Я обожаю ходить в лес. Не только в лес мне необходима дикая природа. И если на протяжении полугода я до нее не добрался я болею. В лесу, на воде, под водой со мной что-то происходит на биологическом уровне я заряжаюсь, как батарейка, а голова начинает работать сама по себе, не отвлекаясь на окружающие глупости и звуки, и слышит только то, что ей надо слышать. Поэтому девушка в данном контексте была совершенно не обязательна просто так уж получилось.
Стояла пасмурная безветренная погода. Было прохладно и так тихо, как бывает тихо лишь в осеннем лесу: птицы уже не поют, комары не зудят, и шаги твои по опавшей листве звучат неестественно громко, а от звука падающего желудя вздрагиваешь, как от выстрела. Опят оказалось не так много, как я предполагал, и ушли мы довольно далеко. Девушка на поверку оказалась совсем не лесной породы, грибы собирать не умела, боялась заблудиться и при этом все время исчезала куда-то из поля зрения. В конце концов она потеряла свой дорогой красивый мобильник и очень расстроилась. Выходило, по ее предположениям, что случилось это далеко отсюда, когда она склонилась над каким-то мухомором. Надежды вернуться и найти именно это место не было никакой. И тогда я достал свой телефон и набрал ее номер. И где-то на самом краю земли, еле прорываясь сквозь вселенскую тишину осеннего леса, защебетал веселенький звоночек. Он доносился из таких далей, что поначалу направление определить было почти невозможно. Пришлось разделить окружающее нас пространство пополам, а потом еще пополам. Я шел на звук и молил бога, чтобы в звонящем телефоне не сдохла батарейка. Минут через пятнадцать я вышел прямо на него: он лежал, зарывшись в бурые листья, и из последних сил мигал зелененьким.

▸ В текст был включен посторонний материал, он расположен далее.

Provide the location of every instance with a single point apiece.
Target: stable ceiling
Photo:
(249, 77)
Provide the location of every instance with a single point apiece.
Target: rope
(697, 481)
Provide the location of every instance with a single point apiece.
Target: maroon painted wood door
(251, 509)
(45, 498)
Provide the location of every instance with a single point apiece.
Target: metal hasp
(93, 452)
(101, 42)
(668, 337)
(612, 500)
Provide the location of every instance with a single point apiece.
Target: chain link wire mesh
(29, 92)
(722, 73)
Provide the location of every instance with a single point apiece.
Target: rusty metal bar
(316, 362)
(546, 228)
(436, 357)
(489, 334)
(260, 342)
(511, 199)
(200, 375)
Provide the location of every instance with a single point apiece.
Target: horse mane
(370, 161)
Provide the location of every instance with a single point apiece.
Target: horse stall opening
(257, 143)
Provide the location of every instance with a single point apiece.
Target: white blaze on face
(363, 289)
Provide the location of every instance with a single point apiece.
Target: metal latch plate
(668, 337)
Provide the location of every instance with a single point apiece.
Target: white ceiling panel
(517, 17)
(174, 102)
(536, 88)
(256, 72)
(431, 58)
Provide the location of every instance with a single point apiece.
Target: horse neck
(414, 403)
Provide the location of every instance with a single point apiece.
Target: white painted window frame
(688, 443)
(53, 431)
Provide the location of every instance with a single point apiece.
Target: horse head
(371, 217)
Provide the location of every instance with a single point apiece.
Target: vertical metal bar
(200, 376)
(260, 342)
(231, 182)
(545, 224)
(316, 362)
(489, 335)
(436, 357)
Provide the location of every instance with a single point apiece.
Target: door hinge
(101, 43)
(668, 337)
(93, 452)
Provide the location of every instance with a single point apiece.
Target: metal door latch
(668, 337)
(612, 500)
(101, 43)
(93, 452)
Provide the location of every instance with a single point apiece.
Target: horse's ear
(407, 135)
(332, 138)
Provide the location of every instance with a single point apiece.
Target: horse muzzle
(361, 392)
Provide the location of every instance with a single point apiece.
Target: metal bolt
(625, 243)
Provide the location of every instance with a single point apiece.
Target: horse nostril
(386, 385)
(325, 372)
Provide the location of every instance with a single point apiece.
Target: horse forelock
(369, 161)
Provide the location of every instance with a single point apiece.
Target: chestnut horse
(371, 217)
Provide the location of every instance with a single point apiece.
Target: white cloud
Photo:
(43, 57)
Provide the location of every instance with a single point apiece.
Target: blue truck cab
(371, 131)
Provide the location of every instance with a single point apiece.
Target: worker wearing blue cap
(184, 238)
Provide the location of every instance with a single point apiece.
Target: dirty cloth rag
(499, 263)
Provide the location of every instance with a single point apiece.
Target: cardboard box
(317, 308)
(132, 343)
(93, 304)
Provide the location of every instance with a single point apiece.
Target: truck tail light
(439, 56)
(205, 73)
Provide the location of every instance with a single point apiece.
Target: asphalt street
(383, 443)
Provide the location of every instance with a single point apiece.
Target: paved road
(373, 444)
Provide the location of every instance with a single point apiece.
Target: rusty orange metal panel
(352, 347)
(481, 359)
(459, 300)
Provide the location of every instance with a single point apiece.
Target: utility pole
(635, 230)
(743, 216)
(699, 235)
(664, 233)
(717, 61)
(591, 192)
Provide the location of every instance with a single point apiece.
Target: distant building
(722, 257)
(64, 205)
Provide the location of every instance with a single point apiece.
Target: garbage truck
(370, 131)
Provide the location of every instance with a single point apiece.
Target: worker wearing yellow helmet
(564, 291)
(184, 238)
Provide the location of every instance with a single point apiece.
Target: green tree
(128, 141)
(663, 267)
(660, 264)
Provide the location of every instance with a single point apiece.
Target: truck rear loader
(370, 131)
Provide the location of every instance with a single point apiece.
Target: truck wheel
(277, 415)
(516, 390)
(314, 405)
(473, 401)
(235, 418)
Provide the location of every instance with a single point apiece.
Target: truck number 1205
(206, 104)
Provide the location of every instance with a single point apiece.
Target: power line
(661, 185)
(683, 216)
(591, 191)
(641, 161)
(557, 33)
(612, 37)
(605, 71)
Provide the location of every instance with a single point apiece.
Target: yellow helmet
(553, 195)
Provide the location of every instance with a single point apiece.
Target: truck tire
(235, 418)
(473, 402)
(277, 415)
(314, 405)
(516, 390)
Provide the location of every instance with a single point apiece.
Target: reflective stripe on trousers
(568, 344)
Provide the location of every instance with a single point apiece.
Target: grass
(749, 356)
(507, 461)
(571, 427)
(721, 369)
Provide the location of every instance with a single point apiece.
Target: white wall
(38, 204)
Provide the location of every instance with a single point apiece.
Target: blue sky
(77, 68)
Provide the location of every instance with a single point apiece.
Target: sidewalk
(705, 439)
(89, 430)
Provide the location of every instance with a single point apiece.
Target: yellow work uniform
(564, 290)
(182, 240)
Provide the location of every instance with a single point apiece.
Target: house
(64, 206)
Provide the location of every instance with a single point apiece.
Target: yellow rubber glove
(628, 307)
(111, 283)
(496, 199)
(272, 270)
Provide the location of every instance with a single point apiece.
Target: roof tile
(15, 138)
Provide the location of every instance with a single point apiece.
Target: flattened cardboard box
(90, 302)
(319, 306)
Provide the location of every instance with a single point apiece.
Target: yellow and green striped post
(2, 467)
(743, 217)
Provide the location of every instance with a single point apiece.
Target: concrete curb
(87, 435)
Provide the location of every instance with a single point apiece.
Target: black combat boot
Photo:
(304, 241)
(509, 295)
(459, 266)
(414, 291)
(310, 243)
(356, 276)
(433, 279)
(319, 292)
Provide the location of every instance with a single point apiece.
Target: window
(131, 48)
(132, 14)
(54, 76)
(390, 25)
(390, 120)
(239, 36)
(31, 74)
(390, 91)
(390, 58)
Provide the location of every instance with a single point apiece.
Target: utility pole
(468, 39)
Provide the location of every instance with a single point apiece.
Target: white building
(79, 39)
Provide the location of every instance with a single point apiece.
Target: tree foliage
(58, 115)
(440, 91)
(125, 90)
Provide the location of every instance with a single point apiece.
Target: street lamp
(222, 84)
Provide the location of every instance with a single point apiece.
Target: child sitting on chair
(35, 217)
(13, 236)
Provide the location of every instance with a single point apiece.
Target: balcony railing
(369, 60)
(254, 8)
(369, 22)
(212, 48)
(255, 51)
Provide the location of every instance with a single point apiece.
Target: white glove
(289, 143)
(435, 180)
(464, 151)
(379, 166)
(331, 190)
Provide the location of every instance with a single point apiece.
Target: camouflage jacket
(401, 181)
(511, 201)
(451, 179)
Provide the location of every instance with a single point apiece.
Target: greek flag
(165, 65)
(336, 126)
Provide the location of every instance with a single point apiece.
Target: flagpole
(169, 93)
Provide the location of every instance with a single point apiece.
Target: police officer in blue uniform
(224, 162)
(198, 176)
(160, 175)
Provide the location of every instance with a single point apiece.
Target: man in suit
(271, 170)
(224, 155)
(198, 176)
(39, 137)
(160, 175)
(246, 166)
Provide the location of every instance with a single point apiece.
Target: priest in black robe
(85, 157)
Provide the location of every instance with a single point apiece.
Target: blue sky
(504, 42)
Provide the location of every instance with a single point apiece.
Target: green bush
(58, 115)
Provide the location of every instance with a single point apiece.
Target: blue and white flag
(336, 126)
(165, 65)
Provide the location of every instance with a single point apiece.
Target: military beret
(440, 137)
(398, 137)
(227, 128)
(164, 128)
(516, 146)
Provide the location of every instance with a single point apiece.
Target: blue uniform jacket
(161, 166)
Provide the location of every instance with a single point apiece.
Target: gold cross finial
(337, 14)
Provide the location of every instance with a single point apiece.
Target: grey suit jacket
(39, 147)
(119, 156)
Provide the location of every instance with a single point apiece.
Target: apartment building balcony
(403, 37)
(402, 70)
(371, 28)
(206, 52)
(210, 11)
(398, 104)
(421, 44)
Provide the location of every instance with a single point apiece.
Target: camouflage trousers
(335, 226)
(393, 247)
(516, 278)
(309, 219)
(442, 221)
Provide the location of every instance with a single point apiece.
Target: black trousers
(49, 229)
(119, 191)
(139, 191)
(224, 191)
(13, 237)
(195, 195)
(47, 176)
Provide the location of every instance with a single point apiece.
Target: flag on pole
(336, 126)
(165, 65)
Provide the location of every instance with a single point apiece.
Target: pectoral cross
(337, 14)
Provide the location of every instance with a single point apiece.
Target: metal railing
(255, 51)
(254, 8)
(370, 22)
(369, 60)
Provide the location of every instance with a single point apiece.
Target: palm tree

Вот удивительно: и дома, в котором я жил, уже давно нет, и девушка та бог знает где, а я до сих пор вспоминаю эту картину еле слышный далекий звонок телефона в осеннем лесу.
В зимнее время года
Я понял наконец, за что я так не люблю зиму. Просто я сам себе зимой не нравлюсь. Вернее, нравлюсь еще меньше, чем в теплое время года. Я начинаю отвратительно себя вести. Масса вещей вдруг становятся необязательными, что ли? Например, подарил друг-музыкант свою новую пластинку. И музыкант хороший, и пластинку хвалят, и летом я бы ее завел тут же весь в нетерпении, а вот лежит она у меня вторую неделю нераспечатанная. Возьму в руки и положу обратно на стол: не хочу. Да и стол рабочий давно надо бы разгрести: банки с краской, бумага, мусор какой-то работать не сядешь. Не хочу. Постоишь над ним, вздохнешь и пошел на кухню. Ничего не хочу.
Отчасти дело, видимо, в коротком дне. Мало того, что он короткий, он еще и сокращается, и это особенно противно. Обычный дневной замах не умещается в это шестичасовое относительно светлое время суток, называемое по привычке днем. Только разогнался а уже стемнело. Все садись, пей. Чукчи думают, что человек произошел от медведя. У меня в предках явно был медведь. Может быть, шатун. Потому что впасть в полноценную спячку все-таки не получается среда не отпускает и не до конца позволяет физиология. Давняя неосуществленная мечта: выяснив у секретных метеослужб предполагаемую дату первого снега, накануне погрузиться в самолет с минимальным набором необходимого и улететь туда, где люди всю жизнь ходят в майках и шортах и снег этот видели только в американском фильме ужасов «Послезавтра». А домой можно вернуться в конце апреля, когда этот самый снег уже сошел, вокруг вовсю орут птицы и весна просто висит в воздухе. Как-нибудь обязательно попробую.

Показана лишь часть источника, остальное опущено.